Holy smokes--Dick Cheney just shot his hunting partner. Not just once, mind you, but according to reports, "sprayed him with shotgun pellets."

Is this the same guy who swears that tax cuts boost federal government revenue, whose former company is making Christ-knows-how-much money off of the war in Iraq*, and who has various senators demanding an investigation into his role in l'affaire Plame?

Couldn't he have just told the poor guy to go f* himself?

Dick, bubele, listen to me: sit in a chair and do nothing for a while. It can only help.

*Please do not email BlogTrog to rant about how Cheney is no longer associated with Halliburton. I believe he still profits from stock options and he still collects deferred compensation.

Sources
http://news.yahoo.com/s/ap/20060212/ap_on_go_pr_wh/cheney_hunting_accident
http://www.guardian.co.uk/international/story/0,,1247748,00.html
http://www.washingtonpost.com/wpdyn/content/article/2006/02/10/AR2006021001855.html

Thursday, February 02, 2006

Malleable freedoms

When is it OK to violate First Amendment rights? When someone wears a t-shirt under her jacket to the House Chamber? When cartoons depicting a religion in an ugly light are shown in a newspaper? Do we base the value of that violation on how many people it offends? How deeply it offends?

I see similarities between Cindy Sheehan's removal from PUS's speech the other night and the brouhaha in European newspapers over an anti-Muslim cartoon. We can argue about subject matter discrimination and viewpoint discrimination but in the land of the Supremes, the latter almost always triggers strict scrutiny (as do questions of race), while the former often gets intermediate scrutiny. (So do cases about gender: Sing it with me ladies--We're still number 2!) Issues requiring strict scrutiny almost never make it unscathed through that scrutiny. They're seen as highly suspect in the first place, and the gov has to prove not only that it had some compelling interest in discriminating against the point of view but also that the method used was necessary to achieve that compelling interest.

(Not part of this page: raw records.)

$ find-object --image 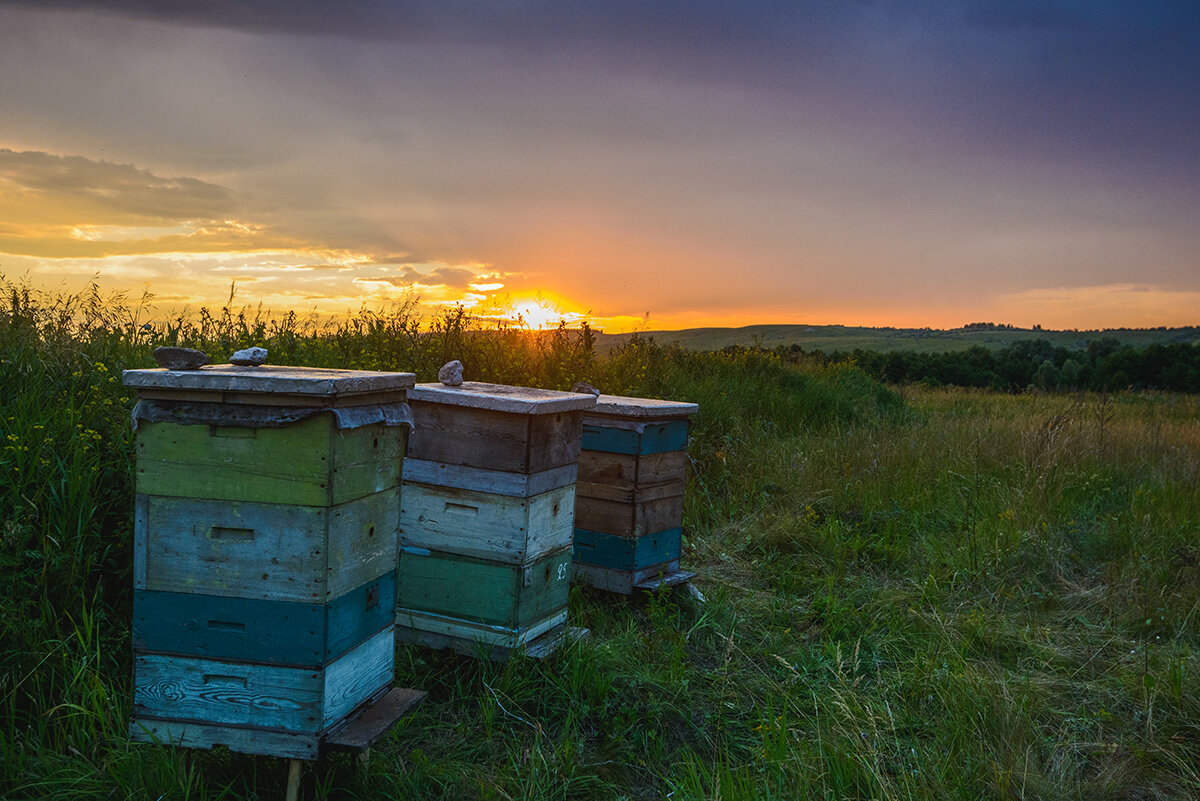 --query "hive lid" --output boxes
[588,395,700,418]
[408,381,596,415]
[121,365,416,397]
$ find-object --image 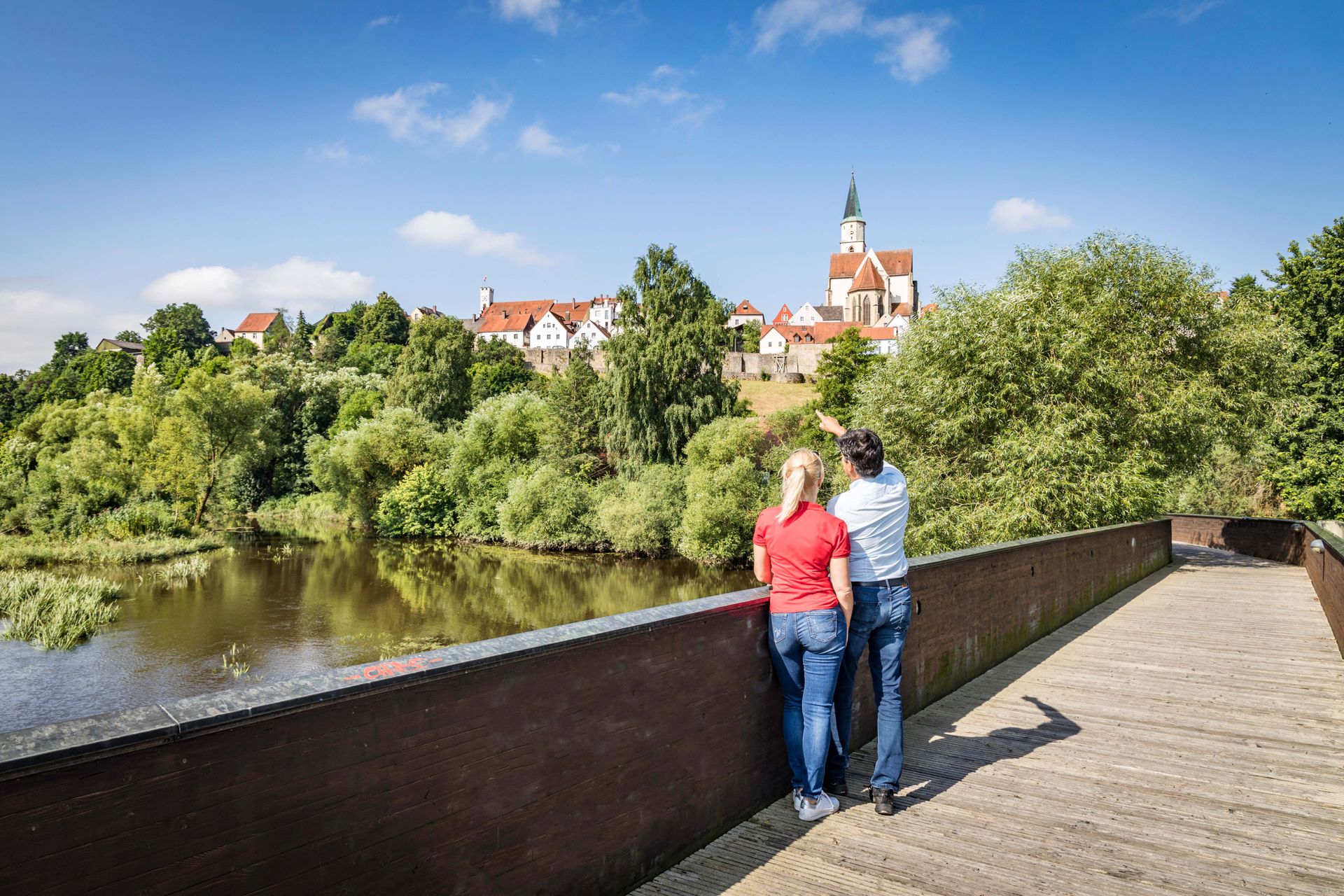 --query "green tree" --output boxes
[468,339,536,405]
[853,234,1293,554]
[605,246,738,466]
[742,321,761,355]
[145,302,215,354]
[547,344,606,467]
[149,370,272,525]
[817,326,879,426]
[360,293,412,345]
[1265,218,1344,520]
[387,317,473,423]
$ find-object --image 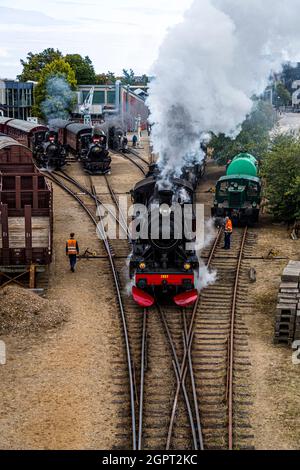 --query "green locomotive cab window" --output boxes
[219,181,228,196]
[248,181,258,197]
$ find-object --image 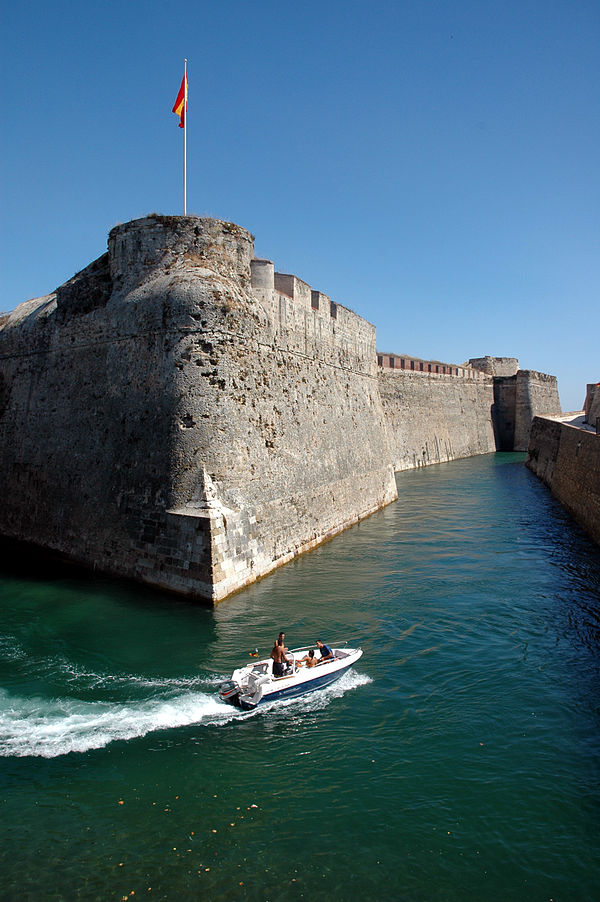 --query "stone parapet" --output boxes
[526,417,600,544]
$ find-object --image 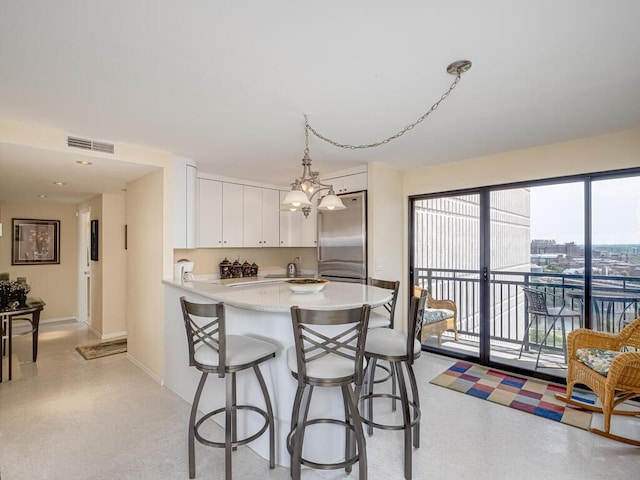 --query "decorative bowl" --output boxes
[285,278,329,293]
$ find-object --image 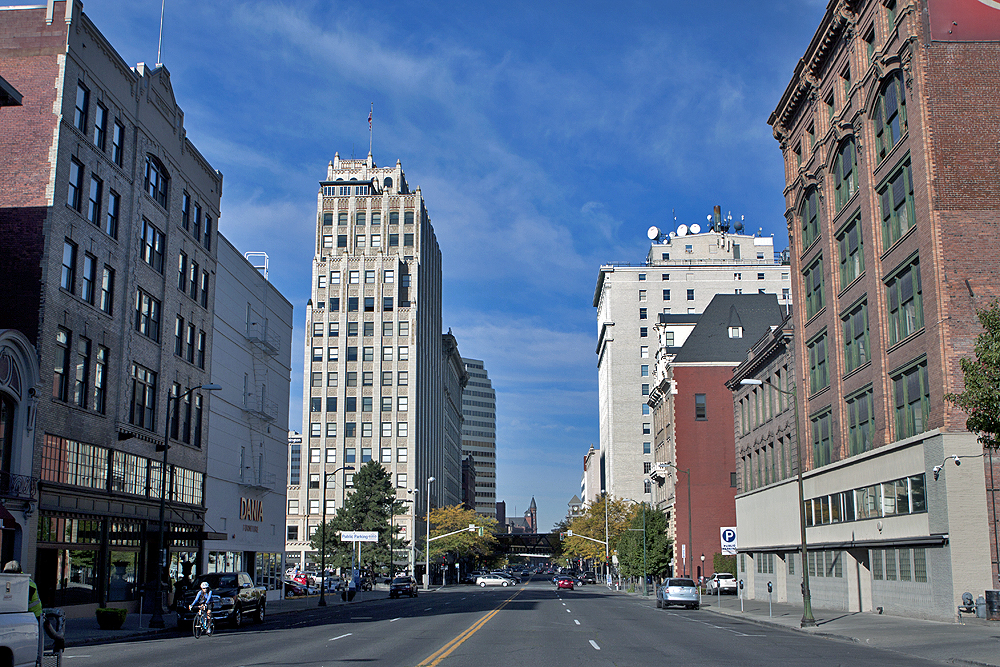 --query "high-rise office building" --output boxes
[286,154,446,565]
[462,359,497,518]
[736,0,1000,620]
[585,222,791,502]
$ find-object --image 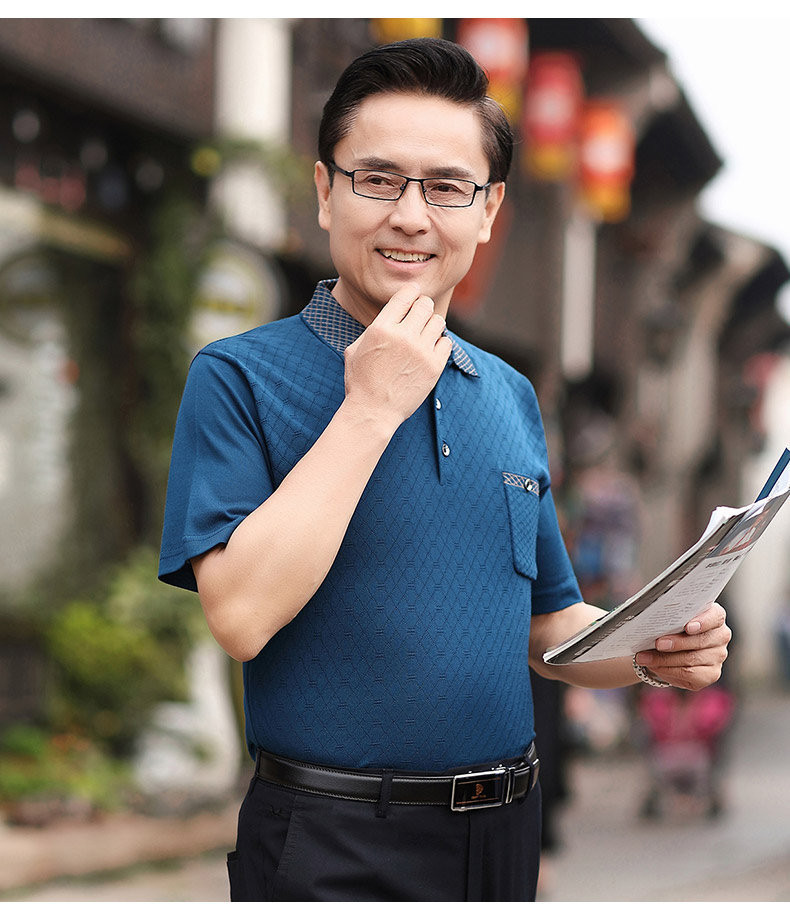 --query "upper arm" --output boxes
[159,353,273,590]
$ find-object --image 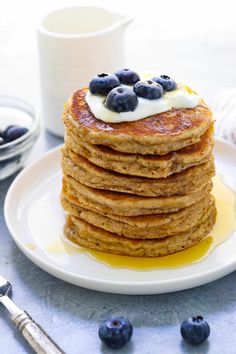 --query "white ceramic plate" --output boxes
[5,140,236,294]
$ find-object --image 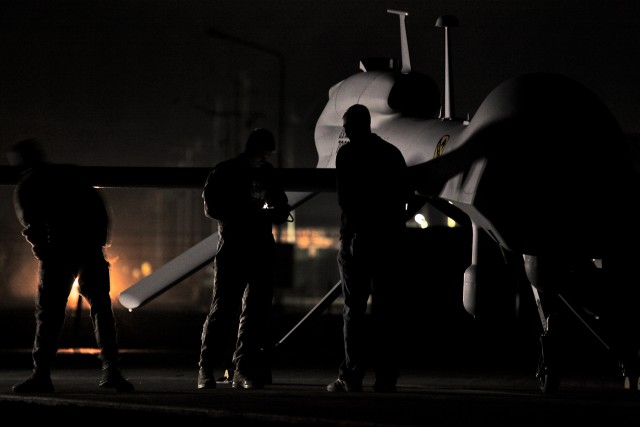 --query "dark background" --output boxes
[0,0,640,368]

So if we look at dissent in the House Chamber, and no one argues about whether the wearing of a particular shirt is an expression of dissent, we could argue whether there was compelling interest of the gov to quash dissent. Obviously Fellow Trogs know where I come down on that. However, even if we were to shoehorn past that issue and determine the gov did in fact have some "compelling" (cough) interest, it could have been achieved by, for example, asking Sheehan to cover her shirt, instead of bodily removing her, arresting her and jailing her. It becomes a question of the method used, which I think was completely unnecessary to achieve the objective.

The other issue is trickier b/c while it involves religion, it also an inherent shaky balance of a national culture subsuming another one; in this case, one based on a religion. Nonpluralistic societies struggle with this idea and how to balance competing interests. On the one hand, people should be allowed to see an editorial cartoon and come to their own conclusions. On the other, what is the value of allowing a national ethnicity to subsume yours if you can still be otherized whenever it suits the dominant culture to do so?

In listening to this issue play out, I hear arguments about freedom of expression and I hear slamming of Islam, but I hear very little about this last idea, and frankly, the refusal of any of the European countries struggling with this to have an out-front discussion about it just ensures its continuance.